The Black Underclass
Few things in the political universe of our struggle are more tragic than the problems that continue to beset the low-income and impoverished strata of African-Americans. In many respects low-income Black America is tottering on the brink of evolving into a permanent underclass. The most current census data indicates that one-fifth or twenty percent of all African-Americans continue to live below the poverty line. While the percentage of blacks still languishing in poverty has actually decreased over the last 30 years, their conditions of life are more desperate. The irony of it all is that the plight of the black poor has been the singular focus of the civil rights establishment’s political agenda. Yet their efforts have achieved little since the 1960’s and arguably in the minds of many their doctrine has been counterproductive.
The problems vexing our low-income communities like drugs, crime, poor housing and dysfunctional schools have been with us for some time. However, the most critical development since the sixties is the destruction rent on the structure of the black family. Marriage rates among low-income blacks have plummeted. Almost 70 percent of all black children are born to unwed parents and 86 percent of young black women are single when they have their first baby. According to noted researcher Leah Latimer, 47 percent of children in single-family black homes live in poverty compared to 10 percent of black children who live with both parents. Considering that in 1965, only 25 percent of black children lived with single parents, this exponential growth suggests the dimension of the crisis of the black family is enormous.

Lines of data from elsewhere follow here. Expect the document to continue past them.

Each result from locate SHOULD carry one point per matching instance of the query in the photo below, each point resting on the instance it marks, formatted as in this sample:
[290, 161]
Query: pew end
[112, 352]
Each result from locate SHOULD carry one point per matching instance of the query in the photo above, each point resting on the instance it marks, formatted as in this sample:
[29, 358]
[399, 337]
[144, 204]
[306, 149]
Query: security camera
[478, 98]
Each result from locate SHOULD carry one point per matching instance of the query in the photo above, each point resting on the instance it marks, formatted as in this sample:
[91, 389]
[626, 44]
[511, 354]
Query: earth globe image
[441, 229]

This dilemma raises a fundamental question about how the cycle of generational poverty can be broken since all the data clearly indicates black children growing up in two-parent homes perform better in school, and aren’t as likely to become involved with alcohol, drugs and crime. Although the problems of the black underclass are seemingly intractable, Low Country is confident the bottom 20 percent of our community can be moved from the margins to the mainstream of American society. Black America has the talent and the resources to complete this enterprise. What we don’t have is a leadership that can build consensus around an effective approach and policy framework to attack the problem.

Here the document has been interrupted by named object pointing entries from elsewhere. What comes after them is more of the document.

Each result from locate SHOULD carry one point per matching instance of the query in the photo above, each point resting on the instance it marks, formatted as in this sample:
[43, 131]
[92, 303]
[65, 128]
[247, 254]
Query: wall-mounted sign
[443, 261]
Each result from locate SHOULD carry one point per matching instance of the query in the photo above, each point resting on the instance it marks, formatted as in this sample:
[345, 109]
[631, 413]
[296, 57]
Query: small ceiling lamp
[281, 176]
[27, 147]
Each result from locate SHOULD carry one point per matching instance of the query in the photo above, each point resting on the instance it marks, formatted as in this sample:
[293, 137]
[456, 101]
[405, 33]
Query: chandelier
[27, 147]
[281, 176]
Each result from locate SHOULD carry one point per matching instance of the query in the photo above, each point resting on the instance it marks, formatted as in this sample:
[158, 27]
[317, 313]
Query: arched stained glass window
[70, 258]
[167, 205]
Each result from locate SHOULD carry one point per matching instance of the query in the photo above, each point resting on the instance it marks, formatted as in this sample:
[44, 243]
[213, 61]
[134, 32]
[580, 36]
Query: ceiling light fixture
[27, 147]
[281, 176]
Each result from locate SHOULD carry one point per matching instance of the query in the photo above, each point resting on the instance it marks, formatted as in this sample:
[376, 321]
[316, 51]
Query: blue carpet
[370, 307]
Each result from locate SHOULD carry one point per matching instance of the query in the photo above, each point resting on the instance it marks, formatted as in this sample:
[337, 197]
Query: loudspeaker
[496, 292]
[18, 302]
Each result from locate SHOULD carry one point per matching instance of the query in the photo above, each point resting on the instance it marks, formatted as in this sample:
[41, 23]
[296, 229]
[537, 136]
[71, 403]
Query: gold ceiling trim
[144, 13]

The essence of “Completing Black America’s Unfinished Agenda” is the business of making the bottom one-fifth of our people whole. It represents the final hurdle we must clear to fully incorporate all of Black America into American society. In Part 3 of this series, Low Country will begin to explore a political baseline for a national discussion on the issue.
Summary
It is a basic truth that since the historic civil rights movement of the sixties altered the course of American history, Black America has undergone a profound change. However, the civil rights establishment has demonstrated that after 40 years it is unable to keep pace with the forward march of events and reached a point of diminishing returns. Compelled by these circumstances, the Low-country and Chesapeake Society is calling for a breakaway movement of independents and free-thinkers to carry Black America’s banner to the finish line. It is the uplift of the black underclass in the 21st Century that constitutes the final chapter in Black America’s epic journey to full citizenship.